The performance comparisons of with/without the proposed partial occlusion handling approach. The result with occlusion handling is labeled as ”occ” and the result without occlusion handling is labeled as ”origin”

Fig. 7
figure 7

The comparison of detected rates for all video sequences

Fig. 8
figure 8

Examples of the detection results. Four groups from four sequences are shown. In each group, the images in left columns show the detecting results with the proposed partial occlusion handling approach while the images in the right columns show the detecting result with original DOT and without partial occlusion handling. With the proposed occlusion handling approach, we could find the occluded targets successfully. If no occlusion handling scheme is applied, false regions are found. In the Box and Liquor sequences, some false regions which look similar to the target are located. In the Lemming sequence, the original DOT only finds some randomly false regions

Also, we investigate the efficiency of the proposed occlusion handling approach, as shown in Fig. 9. The computational time with occlusion handling is usually higher than that without occlusion handling. Since occlusion handling gets rid of some false regions before the sorting operation in the final decision stage, it reduces the computational time on sorting. Therefore, the influence on the processing time is not very significant. For the Box sequence, occlusion handling scheme even improves the speed. It is worthy of mentioning that the speed of DOT is greatly dependent on the value of T w . Significant speedup could be achieved by choosing a proper value for it. The experimental results demonstrate that DOT can achieve realtime performance even with the proposed occlusion handling approach.

Fig. 9
figure 9

The comparison of computational time with and without the proposed partial occlusion handling approach. The result with occlusion handling is labeled as ”occ” and the result without occlusion handling is labeled as ”origin”

6 Conclusion

In this paper, we have presented a novel method to match objects with low computational cost and high robustness. It offers several distinct advantages over the state-of-the-art approach. The presented method reduces the memory requirement for DOT feature vectors using only the dominant orientation of the highest gradient in the grids and compact it with less bits. Moreover, we tackled the partial occlusions problem by calculating and analyzing the similarity maps to obtain the connected visible parts of the query object in sliding windows. The encouraging experimental results showed that our method performs better than the original approach, especially on the occluded cases.

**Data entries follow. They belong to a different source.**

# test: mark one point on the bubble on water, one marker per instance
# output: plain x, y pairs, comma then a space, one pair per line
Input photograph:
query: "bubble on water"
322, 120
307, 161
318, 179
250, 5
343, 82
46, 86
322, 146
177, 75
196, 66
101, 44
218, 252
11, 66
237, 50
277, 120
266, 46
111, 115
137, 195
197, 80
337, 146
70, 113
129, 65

In the future, there will be plenty of work to do. As DOT is likely to stuck with the small edges, it indicates that the last bits will always be set to one in templates for images with the complicated textures. This may lead to lots of false positive detections. Moreover, the processing time increases significantly when the total number of templates grows. Therefore, we will explore the efficient indexing scheme.